Tuesday, October 04, 2005

This is why I don't have kids (that and I don't have a significant other)

I was sitting at La Guardia today, waiting for my flight, when a family sat in the seats across from where I am. A couple, maybe in their late forties or early fifties, and a boy who looked to be maybe 11 or 12. Actually, I first noticed them not by sight, but when I heard the kid. I tell you, this kid just wouldn't stop. He kept ranting and raving- "I wanna fly now! NOW! I don't wanna wait! NOW! NOW!!!" His parents gently tried to quiet him without making a scene, but nothing doing- he stood up and started stamping his feet on the ground, throwing a little baby temper tantrum. You know, the kind like you see in movies but you can't believe any parent would tolerate? But these parents did. And after a while, he reached out and started slapping his parents intermittently in various parts of their body, as if to punish them for not allowing him to get on the plane. By this time, I was starting to get angry. I had been immersed in Cain's wonderful MILDRED PIERCE (a great American tragedy, in my opinion), but I couldn't concentrate with the overgrown baby putting on a show across the aisle. Eventually it seems he decided that his parents weren't enough of an opponent, so he began yelling at random people around him. He even looked over to me at one point, as I was pretending to read, and said "what are YOU looking at?" I then proceeded to make eye contact with his mother (or at least I think she was his mother) and she gave a weary, resigned smile and a shrug, as if to say "what do you expect me to do?"
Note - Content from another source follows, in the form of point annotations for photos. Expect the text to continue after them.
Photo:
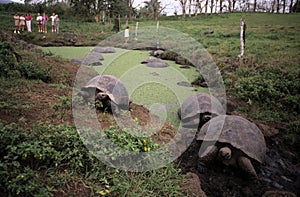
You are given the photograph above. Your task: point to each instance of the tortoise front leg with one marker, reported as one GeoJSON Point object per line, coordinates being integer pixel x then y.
{"type": "Point", "coordinates": [208, 155]}
{"type": "Point", "coordinates": [246, 165]}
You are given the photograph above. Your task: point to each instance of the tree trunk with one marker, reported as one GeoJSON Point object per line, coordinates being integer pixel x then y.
{"type": "Point", "coordinates": [278, 6]}
{"type": "Point", "coordinates": [291, 6]}
{"type": "Point", "coordinates": [284, 5]}
{"type": "Point", "coordinates": [206, 5]}
{"type": "Point", "coordinates": [233, 5]}
{"type": "Point", "coordinates": [183, 7]}
{"type": "Point", "coordinates": [190, 8]}
{"type": "Point", "coordinates": [221, 6]}
{"type": "Point", "coordinates": [242, 36]}
{"type": "Point", "coordinates": [229, 6]}
{"type": "Point", "coordinates": [273, 6]}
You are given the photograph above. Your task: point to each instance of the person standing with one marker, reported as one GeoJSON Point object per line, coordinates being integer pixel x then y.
{"type": "Point", "coordinates": [57, 23]}
{"type": "Point", "coordinates": [39, 19]}
{"type": "Point", "coordinates": [44, 23]}
{"type": "Point", "coordinates": [17, 21]}
{"type": "Point", "coordinates": [22, 22]}
{"type": "Point", "coordinates": [28, 22]}
{"type": "Point", "coordinates": [53, 22]}
{"type": "Point", "coordinates": [126, 34]}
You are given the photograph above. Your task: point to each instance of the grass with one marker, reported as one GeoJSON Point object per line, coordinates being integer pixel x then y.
{"type": "Point", "coordinates": [272, 41]}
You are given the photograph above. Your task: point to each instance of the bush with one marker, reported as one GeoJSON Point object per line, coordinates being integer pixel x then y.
{"type": "Point", "coordinates": [10, 67]}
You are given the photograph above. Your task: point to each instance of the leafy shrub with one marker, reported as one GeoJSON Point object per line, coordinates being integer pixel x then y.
{"type": "Point", "coordinates": [11, 68]}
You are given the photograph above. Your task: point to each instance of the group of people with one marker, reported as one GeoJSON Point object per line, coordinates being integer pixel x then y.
{"type": "Point", "coordinates": [41, 20]}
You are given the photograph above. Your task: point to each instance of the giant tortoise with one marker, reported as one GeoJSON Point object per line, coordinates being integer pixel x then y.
{"type": "Point", "coordinates": [234, 141]}
{"type": "Point", "coordinates": [198, 109]}
{"type": "Point", "coordinates": [109, 90]}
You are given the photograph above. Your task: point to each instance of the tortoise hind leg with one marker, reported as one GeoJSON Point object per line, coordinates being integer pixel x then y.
{"type": "Point", "coordinates": [246, 165]}
{"type": "Point", "coordinates": [206, 156]}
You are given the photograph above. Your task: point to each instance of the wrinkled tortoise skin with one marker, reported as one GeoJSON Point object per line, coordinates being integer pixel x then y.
{"type": "Point", "coordinates": [113, 86]}
{"type": "Point", "coordinates": [238, 132]}
{"type": "Point", "coordinates": [192, 107]}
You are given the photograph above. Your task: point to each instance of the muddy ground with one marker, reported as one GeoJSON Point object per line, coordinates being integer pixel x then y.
{"type": "Point", "coordinates": [279, 172]}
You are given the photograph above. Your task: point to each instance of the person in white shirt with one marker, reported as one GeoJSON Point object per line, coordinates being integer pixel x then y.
{"type": "Point", "coordinates": [53, 17]}
{"type": "Point", "coordinates": [126, 34]}
{"type": "Point", "coordinates": [39, 19]}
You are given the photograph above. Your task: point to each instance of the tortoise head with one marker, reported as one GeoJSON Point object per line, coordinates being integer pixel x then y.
{"type": "Point", "coordinates": [102, 96]}
{"type": "Point", "coordinates": [225, 153]}
{"type": "Point", "coordinates": [205, 117]}
{"type": "Point", "coordinates": [84, 94]}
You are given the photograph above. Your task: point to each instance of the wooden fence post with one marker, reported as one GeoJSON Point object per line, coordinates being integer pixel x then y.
{"type": "Point", "coordinates": [242, 37]}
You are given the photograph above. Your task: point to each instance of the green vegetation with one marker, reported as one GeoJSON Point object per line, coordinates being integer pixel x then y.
{"type": "Point", "coordinates": [41, 159]}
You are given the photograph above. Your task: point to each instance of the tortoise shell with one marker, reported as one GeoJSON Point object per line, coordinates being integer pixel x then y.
{"type": "Point", "coordinates": [111, 85]}
{"type": "Point", "coordinates": [193, 106]}
{"type": "Point", "coordinates": [239, 132]}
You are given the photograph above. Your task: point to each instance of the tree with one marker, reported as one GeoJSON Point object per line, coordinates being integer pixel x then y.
{"type": "Point", "coordinates": [211, 6]}
{"type": "Point", "coordinates": [278, 6]}
{"type": "Point", "coordinates": [205, 6]}
{"type": "Point", "coordinates": [153, 8]}
{"type": "Point", "coordinates": [190, 7]}
{"type": "Point", "coordinates": [254, 5]}
{"type": "Point", "coordinates": [291, 6]}
{"type": "Point", "coordinates": [284, 5]}
{"type": "Point", "coordinates": [221, 6]}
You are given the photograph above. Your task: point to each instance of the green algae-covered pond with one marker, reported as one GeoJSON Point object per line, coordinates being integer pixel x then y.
{"type": "Point", "coordinates": [155, 88]}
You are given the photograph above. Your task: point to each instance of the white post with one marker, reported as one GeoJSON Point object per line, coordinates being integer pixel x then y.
{"type": "Point", "coordinates": [157, 28]}
{"type": "Point", "coordinates": [136, 29]}
{"type": "Point", "coordinates": [242, 37]}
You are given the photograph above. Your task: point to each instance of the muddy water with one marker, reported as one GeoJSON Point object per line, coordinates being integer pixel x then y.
{"type": "Point", "coordinates": [280, 171]}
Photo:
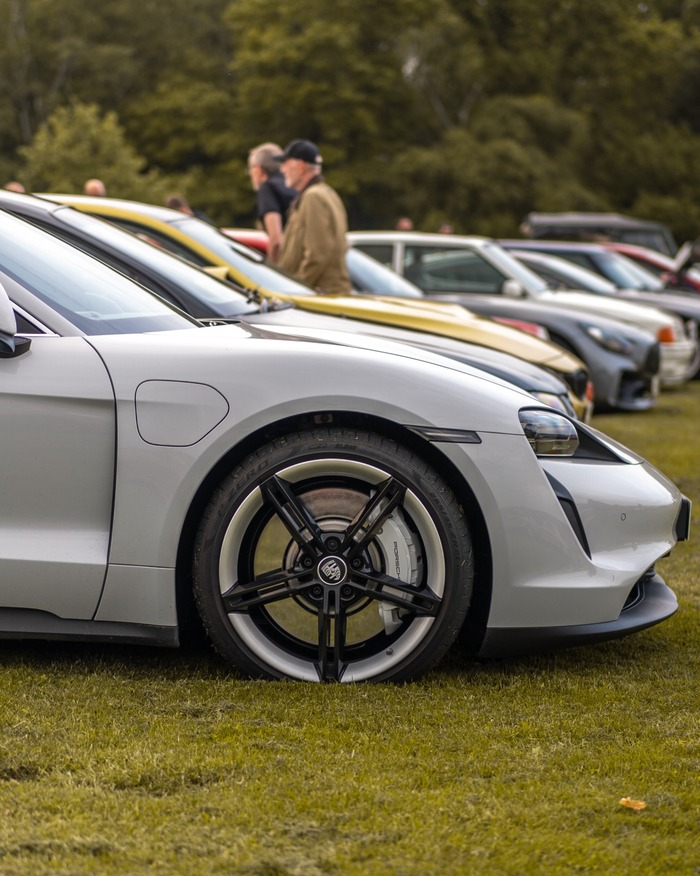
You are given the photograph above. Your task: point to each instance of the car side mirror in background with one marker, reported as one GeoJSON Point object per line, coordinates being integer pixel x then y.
{"type": "Point", "coordinates": [10, 346]}
{"type": "Point", "coordinates": [512, 289]}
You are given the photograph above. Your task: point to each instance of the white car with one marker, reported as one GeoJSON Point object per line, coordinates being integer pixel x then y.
{"type": "Point", "coordinates": [455, 268]}
{"type": "Point", "coordinates": [340, 508]}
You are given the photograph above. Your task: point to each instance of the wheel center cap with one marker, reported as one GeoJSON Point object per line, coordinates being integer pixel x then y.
{"type": "Point", "coordinates": [332, 571]}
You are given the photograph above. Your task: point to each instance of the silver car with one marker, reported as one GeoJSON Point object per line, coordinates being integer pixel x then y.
{"type": "Point", "coordinates": [340, 508]}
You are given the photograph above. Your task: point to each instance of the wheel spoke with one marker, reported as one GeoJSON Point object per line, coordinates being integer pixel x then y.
{"type": "Point", "coordinates": [332, 627]}
{"type": "Point", "coordinates": [420, 602]}
{"type": "Point", "coordinates": [372, 517]}
{"type": "Point", "coordinates": [265, 589]}
{"type": "Point", "coordinates": [291, 511]}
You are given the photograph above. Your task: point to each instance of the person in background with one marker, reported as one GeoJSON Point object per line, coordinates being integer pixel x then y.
{"type": "Point", "coordinates": [314, 244]}
{"type": "Point", "coordinates": [95, 187]}
{"type": "Point", "coordinates": [273, 196]}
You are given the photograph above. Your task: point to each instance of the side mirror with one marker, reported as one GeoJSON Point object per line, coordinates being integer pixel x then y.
{"type": "Point", "coordinates": [512, 289]}
{"type": "Point", "coordinates": [10, 346]}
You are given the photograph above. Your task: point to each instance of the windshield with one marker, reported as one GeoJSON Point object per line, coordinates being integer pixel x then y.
{"type": "Point", "coordinates": [247, 262]}
{"type": "Point", "coordinates": [515, 269]}
{"type": "Point", "coordinates": [626, 274]}
{"type": "Point", "coordinates": [572, 275]}
{"type": "Point", "coordinates": [218, 294]}
{"type": "Point", "coordinates": [93, 297]}
{"type": "Point", "coordinates": [371, 277]}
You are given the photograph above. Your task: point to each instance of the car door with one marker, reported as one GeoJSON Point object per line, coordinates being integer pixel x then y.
{"type": "Point", "coordinates": [57, 435]}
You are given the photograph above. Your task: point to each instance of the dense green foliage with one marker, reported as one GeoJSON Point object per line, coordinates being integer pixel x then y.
{"type": "Point", "coordinates": [467, 111]}
{"type": "Point", "coordinates": [127, 760]}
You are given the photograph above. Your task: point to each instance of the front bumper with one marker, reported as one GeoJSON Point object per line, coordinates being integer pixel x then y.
{"type": "Point", "coordinates": [651, 602]}
{"type": "Point", "coordinates": [679, 362]}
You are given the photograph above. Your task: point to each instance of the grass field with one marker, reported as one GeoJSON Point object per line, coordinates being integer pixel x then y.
{"type": "Point", "coordinates": [128, 761]}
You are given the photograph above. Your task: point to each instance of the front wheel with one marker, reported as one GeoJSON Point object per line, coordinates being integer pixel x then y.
{"type": "Point", "coordinates": [333, 554]}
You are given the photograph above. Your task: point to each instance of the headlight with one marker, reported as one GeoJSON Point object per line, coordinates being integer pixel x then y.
{"type": "Point", "coordinates": [549, 434]}
{"type": "Point", "coordinates": [609, 340]}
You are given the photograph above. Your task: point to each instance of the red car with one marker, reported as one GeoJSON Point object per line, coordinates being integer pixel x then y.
{"type": "Point", "coordinates": [665, 267]}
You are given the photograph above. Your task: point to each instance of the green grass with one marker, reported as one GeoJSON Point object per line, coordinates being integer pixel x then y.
{"type": "Point", "coordinates": [127, 760]}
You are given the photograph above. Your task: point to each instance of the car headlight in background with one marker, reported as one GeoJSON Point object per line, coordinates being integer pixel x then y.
{"type": "Point", "coordinates": [609, 340]}
{"type": "Point", "coordinates": [549, 433]}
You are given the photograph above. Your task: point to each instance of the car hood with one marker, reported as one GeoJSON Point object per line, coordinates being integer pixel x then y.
{"type": "Point", "coordinates": [333, 368]}
{"type": "Point", "coordinates": [295, 323]}
{"type": "Point", "coordinates": [642, 315]}
{"type": "Point", "coordinates": [448, 320]}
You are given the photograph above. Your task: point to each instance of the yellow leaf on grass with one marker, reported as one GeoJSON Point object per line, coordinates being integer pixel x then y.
{"type": "Point", "coordinates": [637, 805]}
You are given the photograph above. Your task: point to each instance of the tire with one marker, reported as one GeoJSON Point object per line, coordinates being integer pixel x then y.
{"type": "Point", "coordinates": [333, 554]}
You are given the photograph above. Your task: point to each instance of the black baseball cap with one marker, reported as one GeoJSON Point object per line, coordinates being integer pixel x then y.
{"type": "Point", "coordinates": [304, 150]}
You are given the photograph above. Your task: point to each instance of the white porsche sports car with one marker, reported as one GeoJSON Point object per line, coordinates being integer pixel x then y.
{"type": "Point", "coordinates": [340, 508]}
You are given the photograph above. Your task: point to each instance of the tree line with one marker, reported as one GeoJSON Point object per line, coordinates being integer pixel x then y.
{"type": "Point", "coordinates": [472, 112]}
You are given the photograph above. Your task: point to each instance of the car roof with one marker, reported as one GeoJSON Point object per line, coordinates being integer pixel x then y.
{"type": "Point", "coordinates": [554, 245]}
{"type": "Point", "coordinates": [418, 237]}
{"type": "Point", "coordinates": [589, 220]}
{"type": "Point", "coordinates": [164, 214]}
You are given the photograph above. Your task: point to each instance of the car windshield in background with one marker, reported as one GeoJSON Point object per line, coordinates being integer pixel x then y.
{"type": "Point", "coordinates": [205, 288]}
{"type": "Point", "coordinates": [628, 275]}
{"type": "Point", "coordinates": [573, 276]}
{"type": "Point", "coordinates": [243, 259]}
{"type": "Point", "coordinates": [93, 297]}
{"type": "Point", "coordinates": [462, 269]}
{"type": "Point", "coordinates": [368, 275]}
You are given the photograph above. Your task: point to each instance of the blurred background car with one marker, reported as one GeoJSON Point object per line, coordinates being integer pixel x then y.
{"type": "Point", "coordinates": [213, 301]}
{"type": "Point", "coordinates": [564, 274]}
{"type": "Point", "coordinates": [205, 246]}
{"type": "Point", "coordinates": [671, 271]}
{"type": "Point", "coordinates": [468, 267]}
{"type": "Point", "coordinates": [599, 227]}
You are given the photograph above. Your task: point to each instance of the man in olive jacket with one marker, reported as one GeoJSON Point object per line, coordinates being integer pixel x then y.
{"type": "Point", "coordinates": [314, 244]}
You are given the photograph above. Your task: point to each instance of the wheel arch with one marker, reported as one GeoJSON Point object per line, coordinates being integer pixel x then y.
{"type": "Point", "coordinates": [475, 625]}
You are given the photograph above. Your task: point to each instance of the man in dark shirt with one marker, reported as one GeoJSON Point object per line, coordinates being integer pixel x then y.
{"type": "Point", "coordinates": [273, 195]}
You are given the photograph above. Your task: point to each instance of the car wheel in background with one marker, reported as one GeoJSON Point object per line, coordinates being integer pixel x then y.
{"type": "Point", "coordinates": [333, 554]}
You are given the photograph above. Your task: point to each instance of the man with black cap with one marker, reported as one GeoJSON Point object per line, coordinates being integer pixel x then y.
{"type": "Point", "coordinates": [314, 244]}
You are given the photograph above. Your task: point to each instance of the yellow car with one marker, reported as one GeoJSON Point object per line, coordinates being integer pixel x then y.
{"type": "Point", "coordinates": [205, 246]}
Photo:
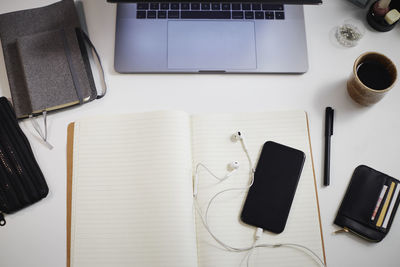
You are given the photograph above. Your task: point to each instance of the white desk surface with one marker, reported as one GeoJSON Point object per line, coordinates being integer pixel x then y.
{"type": "Point", "coordinates": [36, 236]}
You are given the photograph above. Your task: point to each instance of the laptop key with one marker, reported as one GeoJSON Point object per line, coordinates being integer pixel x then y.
{"type": "Point", "coordinates": [164, 6]}
{"type": "Point", "coordinates": [259, 15]}
{"type": "Point", "coordinates": [141, 14]}
{"type": "Point", "coordinates": [195, 6]}
{"type": "Point", "coordinates": [279, 15]}
{"type": "Point", "coordinates": [236, 6]}
{"type": "Point", "coordinates": [272, 7]}
{"type": "Point", "coordinates": [205, 14]}
{"type": "Point", "coordinates": [249, 15]}
{"type": "Point", "coordinates": [205, 6]}
{"type": "Point", "coordinates": [215, 6]}
{"type": "Point", "coordinates": [226, 6]}
{"type": "Point", "coordinates": [237, 15]}
{"type": "Point", "coordinates": [173, 14]}
{"type": "Point", "coordinates": [185, 6]}
{"type": "Point", "coordinates": [256, 6]}
{"type": "Point", "coordinates": [151, 14]}
{"type": "Point", "coordinates": [143, 6]}
{"type": "Point", "coordinates": [175, 6]}
{"type": "Point", "coordinates": [269, 15]}
{"type": "Point", "coordinates": [246, 6]}
{"type": "Point", "coordinates": [162, 14]}
{"type": "Point", "coordinates": [154, 6]}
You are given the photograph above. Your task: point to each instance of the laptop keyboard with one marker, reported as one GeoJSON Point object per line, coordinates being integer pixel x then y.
{"type": "Point", "coordinates": [210, 11]}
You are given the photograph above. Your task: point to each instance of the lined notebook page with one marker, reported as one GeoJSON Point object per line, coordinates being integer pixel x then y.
{"type": "Point", "coordinates": [212, 146]}
{"type": "Point", "coordinates": [132, 191]}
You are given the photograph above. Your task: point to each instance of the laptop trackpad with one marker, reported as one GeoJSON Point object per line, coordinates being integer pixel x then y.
{"type": "Point", "coordinates": [211, 45]}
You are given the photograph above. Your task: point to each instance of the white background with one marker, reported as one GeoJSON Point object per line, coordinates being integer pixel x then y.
{"type": "Point", "coordinates": [36, 236]}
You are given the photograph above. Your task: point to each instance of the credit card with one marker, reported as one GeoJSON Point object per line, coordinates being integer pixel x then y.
{"type": "Point", "coordinates": [392, 203]}
{"type": "Point", "coordinates": [385, 205]}
{"type": "Point", "coordinates": [378, 203]}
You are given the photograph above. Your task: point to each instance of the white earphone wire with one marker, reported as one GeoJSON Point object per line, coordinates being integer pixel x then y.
{"type": "Point", "coordinates": [204, 218]}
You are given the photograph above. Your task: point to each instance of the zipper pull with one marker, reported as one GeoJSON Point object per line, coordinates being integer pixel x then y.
{"type": "Point", "coordinates": [2, 220]}
{"type": "Point", "coordinates": [343, 230]}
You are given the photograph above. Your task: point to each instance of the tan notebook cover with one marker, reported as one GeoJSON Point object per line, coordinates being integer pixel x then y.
{"type": "Point", "coordinates": [70, 149]}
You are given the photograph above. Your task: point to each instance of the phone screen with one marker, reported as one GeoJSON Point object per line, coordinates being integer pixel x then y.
{"type": "Point", "coordinates": [276, 177]}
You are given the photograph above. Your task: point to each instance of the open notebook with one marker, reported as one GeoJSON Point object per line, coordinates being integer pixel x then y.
{"type": "Point", "coordinates": [130, 190]}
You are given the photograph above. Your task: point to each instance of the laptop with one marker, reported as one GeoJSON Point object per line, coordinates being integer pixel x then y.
{"type": "Point", "coordinates": [210, 37]}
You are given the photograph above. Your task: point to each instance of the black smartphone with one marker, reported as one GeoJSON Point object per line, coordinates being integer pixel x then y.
{"type": "Point", "coordinates": [276, 177]}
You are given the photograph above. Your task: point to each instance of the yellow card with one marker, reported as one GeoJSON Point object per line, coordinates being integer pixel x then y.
{"type": "Point", "coordinates": [384, 209]}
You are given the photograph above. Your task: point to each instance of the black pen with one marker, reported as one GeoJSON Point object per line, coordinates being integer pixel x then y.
{"type": "Point", "coordinates": [328, 134]}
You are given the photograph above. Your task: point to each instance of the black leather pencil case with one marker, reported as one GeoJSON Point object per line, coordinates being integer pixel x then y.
{"type": "Point", "coordinates": [21, 180]}
{"type": "Point", "coordinates": [369, 205]}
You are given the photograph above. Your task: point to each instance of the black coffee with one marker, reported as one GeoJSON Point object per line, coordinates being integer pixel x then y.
{"type": "Point", "coordinates": [374, 75]}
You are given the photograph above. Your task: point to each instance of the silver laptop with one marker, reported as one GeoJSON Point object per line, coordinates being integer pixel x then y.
{"type": "Point", "coordinates": [191, 37]}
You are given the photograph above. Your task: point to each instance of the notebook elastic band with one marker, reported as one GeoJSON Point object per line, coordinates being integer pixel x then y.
{"type": "Point", "coordinates": [86, 38]}
{"type": "Point", "coordinates": [74, 75]}
{"type": "Point", "coordinates": [39, 130]}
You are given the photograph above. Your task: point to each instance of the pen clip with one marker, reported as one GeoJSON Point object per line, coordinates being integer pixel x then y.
{"type": "Point", "coordinates": [329, 112]}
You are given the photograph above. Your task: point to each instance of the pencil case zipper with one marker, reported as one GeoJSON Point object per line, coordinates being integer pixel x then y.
{"type": "Point", "coordinates": [2, 220]}
{"type": "Point", "coordinates": [347, 230]}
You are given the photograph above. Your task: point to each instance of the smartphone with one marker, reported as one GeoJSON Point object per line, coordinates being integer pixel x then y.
{"type": "Point", "coordinates": [276, 177]}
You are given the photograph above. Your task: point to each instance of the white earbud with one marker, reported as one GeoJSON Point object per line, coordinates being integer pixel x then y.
{"type": "Point", "coordinates": [234, 165]}
{"type": "Point", "coordinates": [237, 136]}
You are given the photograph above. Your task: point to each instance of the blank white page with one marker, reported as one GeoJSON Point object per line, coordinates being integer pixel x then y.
{"type": "Point", "coordinates": [212, 146]}
{"type": "Point", "coordinates": [132, 191]}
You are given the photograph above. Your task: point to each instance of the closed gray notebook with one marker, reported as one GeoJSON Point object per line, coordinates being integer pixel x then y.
{"type": "Point", "coordinates": [47, 65]}
{"type": "Point", "coordinates": [46, 61]}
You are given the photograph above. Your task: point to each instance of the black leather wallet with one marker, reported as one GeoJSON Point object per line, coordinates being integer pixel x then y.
{"type": "Point", "coordinates": [369, 205]}
{"type": "Point", "coordinates": [21, 180]}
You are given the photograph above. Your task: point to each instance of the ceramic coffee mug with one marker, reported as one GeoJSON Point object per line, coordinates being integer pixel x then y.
{"type": "Point", "coordinates": [373, 76]}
Well, here's what I DON'T expect you to do, lady. I don't expect you to just stand there and let Bratty McGoo yell and scream and make a scene. You're his parents, for chrissakes. I'm not saying that you reach for the nearest mallet and pound him with it (though I would have been tempted myself were a mallet nearby). But do SOMETHING. Take the little bastard by the arm, firmly guide him into the nearest public restroom and assert your responsibility. Tell him that the world does not operate according to his schedule. Insist that there is no excuse for him to hit others, least of all his parents. And of course inform him in no uncertain terms that he's TOO FUCKING OLD TO THROW TANTRUMS IN PUBLIC. Seriously, this kid had to be in the double digits, and the stomping around and yelling routine loses its effectiveness long before this age.

Now, I'm not a parent (all you parents can breathe a collective sigh of relief) but last I checked one of a parent's jobs is to discipline unruly children. Again, I'm not advocating the use of the hand, the paddle, or my mother's favorite, Mr. Spatula. But just as one must reward good behavior, so must bad behavior not go unpunished, or else the kid won't learn the difference between the two. One look at the faces of Mom and Dad said it all- they looked tired, haggard, worn down. And if I had a kid who had been pitching fits for over a decade I'm sure I'd look like that too. But not only will letting this behavior slide not make the kid stop, it won't make you look any younger either.

To all you parents out there- am I way out of line here?


Champaign American said...

Nope...Sounds like the typical aloof parent that brings their little tornadoes into Wal-Mart. I don't permit my son to act bratty about things either and he'so nly 1. It's very easy to use positive forms of discipline or reinforcement to extinguish the undesierable behavior. But, it does take some effort.

Donna B. said...

I'm wondering how you time-travelled into two weeks from now to post the entry.

Don't know. My first thought, frankly, on reading your description was that this kid had a condition -- an emotional or developmental problem. Maybe that's just oversensitivity from having a child with a developmental problem, and often wondering whether I'm being judged by the other adults around me as a bad parent.

But if the parents aren't doing anything to isolate the kid ... well, it's hard to imagine that at that age I wouldn't at least try to keep him from ruining everyone's environment. But I don't know. Maybe the parents know what's possible and impossible. I don't know.

Paul C. said...

Yeah, I also got the impression that the kid had some kind of problem. To be that age and to throw tantrums in such an unashamed manner would seem to indicate as much, at least to someone who has no kids of his own.

What I was commenting on was more the parents' lack of a reaction to what was going on. They just stood there with weary, defeated looks on their faces, as if to say, "what do you expect me to do about it?" Which from an outsider's point of view doesn't seem to be a very effective way of dealing with the problem. Donna, I'm sure that, having a child with a developmental problem, there are instances when a child's actions could reflect poorly upon you, but as someone who doesn't have kids, my opinion is that any kind of action toward remedying the problem, however small the action may be, will be looked upon more positively than doing nothing.

But of course the impressions of others are, for the most part, incidental. What is important is that you do right by the child (if my thoughts on parenthood have any validity whatsoever), so that he is able to function within the parameters of society. In other words, teaching must take place in this situation, but you still have to be a loving parent as well, and the two are anything but mutually exclusive. It's a difficult and stressful line to walk, but one that must be walked by billions everyday. And the defeatism I saw in the faces of those parents in the airport that day will forever serve for me as an example of how not to deal with children.

Also, good catch on the posting date. I'll try to get that fixed ASAP.